An Australian-made sea drone that’s as agile as a squid and doubles as a high-tech science lab is poised to revolutionise how oceans are studied.
The autonomous gadget, guided by artificial intelligence, has some big-name backers including former prime minister Malcolm Turnbull. Scientists believe it will slash the cost of marine research and the time and effort it takes.
At just 6kg, the Hydrus drone is light and can be deployed by a single person from the side of a tinny, with missions set and executed remotely via a web interface.
It has some impressive skills, including being able to fix its position in turbulent conditions and zip through complex environments without hitting anything, gathering scientific readings as it goes.
It has a cinema-grade camera and can be fitted with sensors to capture all kinds of data from climate change effects like coral bleaching and acidification, to fish stocks and coastal erosion.
Hydrus is the brain child of Xavier Orr, who says it’s a far cry from the heavy, expensive and difficult to deploy devices traditionally used.
The technology that powers the drone has been a decade in the making.
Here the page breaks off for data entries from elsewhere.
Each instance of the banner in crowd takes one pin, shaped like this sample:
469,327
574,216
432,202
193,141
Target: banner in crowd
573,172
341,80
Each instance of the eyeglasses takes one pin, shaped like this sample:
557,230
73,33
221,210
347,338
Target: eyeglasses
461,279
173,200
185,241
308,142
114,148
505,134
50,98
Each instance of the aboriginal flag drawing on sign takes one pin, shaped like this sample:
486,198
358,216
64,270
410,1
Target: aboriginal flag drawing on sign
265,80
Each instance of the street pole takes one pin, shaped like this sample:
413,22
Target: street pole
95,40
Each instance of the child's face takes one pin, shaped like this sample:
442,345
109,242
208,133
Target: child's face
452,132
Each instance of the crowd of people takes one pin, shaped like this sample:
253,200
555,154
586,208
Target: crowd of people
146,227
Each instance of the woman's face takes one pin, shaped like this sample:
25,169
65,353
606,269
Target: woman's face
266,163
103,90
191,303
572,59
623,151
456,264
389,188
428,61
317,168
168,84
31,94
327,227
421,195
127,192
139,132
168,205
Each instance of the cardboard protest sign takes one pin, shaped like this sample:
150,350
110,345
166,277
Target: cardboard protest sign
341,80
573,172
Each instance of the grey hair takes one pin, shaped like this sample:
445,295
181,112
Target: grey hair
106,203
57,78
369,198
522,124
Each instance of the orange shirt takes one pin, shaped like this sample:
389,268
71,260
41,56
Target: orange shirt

Its financial backers also include mining magnate Andrew Forrest through his philanthropic Minderoo Foundation, and the CSIRO’s deep tech innovation fund.
It was recently used to carry out a survey at Ningaloo Reef, with applications for sea grass and kelp studies now being explored with the University of Western Australia.
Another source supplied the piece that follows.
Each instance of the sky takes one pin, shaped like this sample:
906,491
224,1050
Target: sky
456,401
At $40,000 each, pre-orders are rolling in after the Advanced Navigation co-founder and business partner Chris Shaw showcased it at an ocean trade show in London.
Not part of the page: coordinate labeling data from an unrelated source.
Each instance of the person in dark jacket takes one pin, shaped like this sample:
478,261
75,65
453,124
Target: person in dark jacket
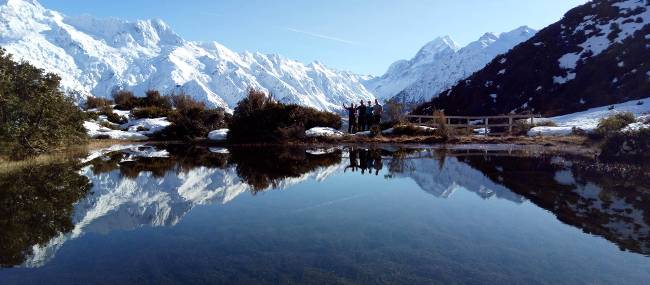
369,119
351,117
377,112
362,117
“That may seem super expensive but actually the current vehicles they are generally $500,000 upwards, and then you need a $1 million boat or ship to deploy them, and a crew of 12 or 14,” Mr Orr says.
Marine scientist Michaela Dommisse, the research and infrastructure manager for the Minderoo Foundation’s Flourishing Oceans project, says the organisation invested in Hydrus because of its potential to generate big data sets and revolutionise marine research as aerial drones have for terrestrial studies.
“That’s the kind of fundamental information you need to really unpick a system,” she says.
“You can’t manage something if you can’t measure it. This is an opportunity to unlock getting data, at greater speed and efficiency, at much less risk.”